5S定着に差が出る理由2つ目「5S活動でPDCAを回せているかどうか」です。

 

PDCAとは改善活動に有効な手法の一つ。

Pは計画、Dは実行、Cは振り返りや評価、Aは改善のことです。

このPDCAのサイクルを5S活動で回して、振り返り改善しながら進めていけているかどうかで定着のスピードが変わってきます。

 

PDCAを5Sに取り入れるには、

  1. 全員で話し合って1か月間の活動計画を立てる
  2. 計画を1か月間で実行する
  3. 1カ月後に集まり、活動を振り返って良かったこと問題点を洗い出す
  4. その後、改善策や次の改善場所を話し合う
  5. それをもとに次の1カ月の計画を立てる

これを1カ月ごとに繰り返すことができれば、確実に成果へと結びけることができます。

このPDCAで特に重要なのは「Cの振り返り」です。

しっかり振返って「ここがよかった」「ここが悪かった」という評価をしなければ、次の改善につながらず表面的な活動になります。

 

社内に早く5Sを定着させるためには、月に一度、活動を振り返り、話し合って、計画を立てる時間を作るようにしましょう。

3.社員がやらされ感で5S活動しているかどうか

5S定着に差が出る理由3つ目「社員がやらされ感で活動しているかどうか」です。

活動を始めたころは、社員さんにとっては普段の仕事に加えて業務に直接関係ない活動をすることになるので、やらされ感が生まれてしまいます。

この「やらされ活動」をいかに早く「前向きな活動」に変えていけるかで、定着のスピードに差が出てきます。

「やらされ活動」を「前向きな活動」に変えるには、5S活動が「自分たちのためになる活動だ」と気づいてもらうことが大事です。

そのためには「自分たちで成果を出す」のが一番効果的です。

 

自分たちでアイデアを出して実行してみて、それが成果につながった時の成功体験が重要です。

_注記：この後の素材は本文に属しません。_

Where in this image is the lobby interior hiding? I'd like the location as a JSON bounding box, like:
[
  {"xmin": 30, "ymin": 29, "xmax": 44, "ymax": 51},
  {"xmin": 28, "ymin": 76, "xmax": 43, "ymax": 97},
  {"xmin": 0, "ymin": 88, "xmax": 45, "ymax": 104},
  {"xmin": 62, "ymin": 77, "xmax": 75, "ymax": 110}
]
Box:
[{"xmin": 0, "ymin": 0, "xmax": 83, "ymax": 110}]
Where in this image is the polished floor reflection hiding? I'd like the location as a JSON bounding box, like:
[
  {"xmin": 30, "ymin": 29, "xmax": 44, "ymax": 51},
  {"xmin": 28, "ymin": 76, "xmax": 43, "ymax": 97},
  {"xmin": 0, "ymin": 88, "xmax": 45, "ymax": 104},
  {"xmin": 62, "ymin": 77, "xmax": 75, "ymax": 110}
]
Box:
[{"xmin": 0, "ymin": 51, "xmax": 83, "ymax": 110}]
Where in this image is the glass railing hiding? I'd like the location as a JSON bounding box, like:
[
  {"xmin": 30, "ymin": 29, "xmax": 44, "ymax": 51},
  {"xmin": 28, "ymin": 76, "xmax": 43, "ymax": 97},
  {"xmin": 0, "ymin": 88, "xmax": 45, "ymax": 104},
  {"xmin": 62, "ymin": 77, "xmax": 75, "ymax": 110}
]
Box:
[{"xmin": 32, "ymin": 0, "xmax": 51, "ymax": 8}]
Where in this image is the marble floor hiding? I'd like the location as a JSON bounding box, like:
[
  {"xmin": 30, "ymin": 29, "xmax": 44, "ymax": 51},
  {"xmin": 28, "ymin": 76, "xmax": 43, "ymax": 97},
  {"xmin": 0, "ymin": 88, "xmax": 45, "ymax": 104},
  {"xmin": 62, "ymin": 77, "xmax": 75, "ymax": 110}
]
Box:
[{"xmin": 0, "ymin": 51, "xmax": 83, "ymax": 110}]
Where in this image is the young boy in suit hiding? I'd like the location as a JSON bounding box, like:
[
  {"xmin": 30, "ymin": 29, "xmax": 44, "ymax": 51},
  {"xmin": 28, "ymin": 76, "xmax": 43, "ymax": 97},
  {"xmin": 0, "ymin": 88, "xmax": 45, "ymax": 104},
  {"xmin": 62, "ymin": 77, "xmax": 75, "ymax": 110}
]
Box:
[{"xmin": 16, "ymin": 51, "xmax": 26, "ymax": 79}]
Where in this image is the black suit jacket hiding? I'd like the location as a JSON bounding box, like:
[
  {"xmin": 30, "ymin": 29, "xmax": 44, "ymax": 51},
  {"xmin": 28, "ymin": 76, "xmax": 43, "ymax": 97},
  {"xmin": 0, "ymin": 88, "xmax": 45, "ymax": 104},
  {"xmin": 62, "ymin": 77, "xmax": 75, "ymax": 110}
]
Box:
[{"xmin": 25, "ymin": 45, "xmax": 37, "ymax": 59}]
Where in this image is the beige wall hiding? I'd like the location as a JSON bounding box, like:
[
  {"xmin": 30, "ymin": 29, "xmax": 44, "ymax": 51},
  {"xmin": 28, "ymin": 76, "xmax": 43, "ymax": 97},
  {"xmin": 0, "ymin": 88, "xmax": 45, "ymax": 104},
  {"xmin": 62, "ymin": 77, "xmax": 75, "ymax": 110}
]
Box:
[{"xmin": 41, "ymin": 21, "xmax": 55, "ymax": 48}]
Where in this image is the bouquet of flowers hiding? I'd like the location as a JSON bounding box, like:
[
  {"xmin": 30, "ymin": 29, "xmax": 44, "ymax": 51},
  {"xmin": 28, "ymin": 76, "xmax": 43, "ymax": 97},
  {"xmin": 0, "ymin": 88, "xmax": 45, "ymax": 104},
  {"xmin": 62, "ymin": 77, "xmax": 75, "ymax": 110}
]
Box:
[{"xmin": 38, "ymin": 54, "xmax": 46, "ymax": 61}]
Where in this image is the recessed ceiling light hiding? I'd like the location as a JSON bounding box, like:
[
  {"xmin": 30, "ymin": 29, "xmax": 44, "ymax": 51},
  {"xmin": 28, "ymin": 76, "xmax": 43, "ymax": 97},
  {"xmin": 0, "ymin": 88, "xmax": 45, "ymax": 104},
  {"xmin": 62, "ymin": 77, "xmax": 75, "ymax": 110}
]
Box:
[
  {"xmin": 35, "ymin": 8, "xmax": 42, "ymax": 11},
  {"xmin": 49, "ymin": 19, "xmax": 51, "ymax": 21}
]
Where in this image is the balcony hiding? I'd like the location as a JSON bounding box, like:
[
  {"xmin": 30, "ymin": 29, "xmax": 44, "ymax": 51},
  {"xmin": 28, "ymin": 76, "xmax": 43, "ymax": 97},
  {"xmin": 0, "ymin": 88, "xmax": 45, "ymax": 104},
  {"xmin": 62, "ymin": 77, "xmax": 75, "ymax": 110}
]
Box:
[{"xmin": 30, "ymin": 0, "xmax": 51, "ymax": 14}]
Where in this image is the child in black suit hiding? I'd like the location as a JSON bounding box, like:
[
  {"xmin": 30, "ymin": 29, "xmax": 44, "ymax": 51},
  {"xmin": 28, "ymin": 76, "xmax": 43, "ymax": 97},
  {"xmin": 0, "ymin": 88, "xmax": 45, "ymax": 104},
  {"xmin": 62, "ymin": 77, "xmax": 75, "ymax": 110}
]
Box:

上司に言われたことをそのままやって成果が出ても、やらされ感はあまりかわりません。

そのため上司の方は社員さんに任せるということがポイントになってきます。

・上司にいちいち聞かないと進まない
・上司に相談しても却下される

こういったことが続くと社員のモチベーションは下がってしまいます。

 

5Sに関してはできる限り社員さんに権限を持たせ、上司の方は社員さんを応援して支えてあげてもらいたいと思います。

まとめ

ということで、定着のスピードに差が出る理由を三つをお伝えしてきました。

・コミュニケーションを取れる風土かどうか
→定期的に5S会議の時間を持つ

・5S活動でPDCAを回せているかどうか
→1カ月ごとにPDCA(計画、実行、振り返り、改善して次の計画を立てる)を繰り返す

・社員がやらされ感で5S活動しているかどうか
→活動を社員主体にして任せて成功体験をさせ、上司はそれを応援する

これらを参考に5S活動の取り組み方を、もう一度見直してみてください。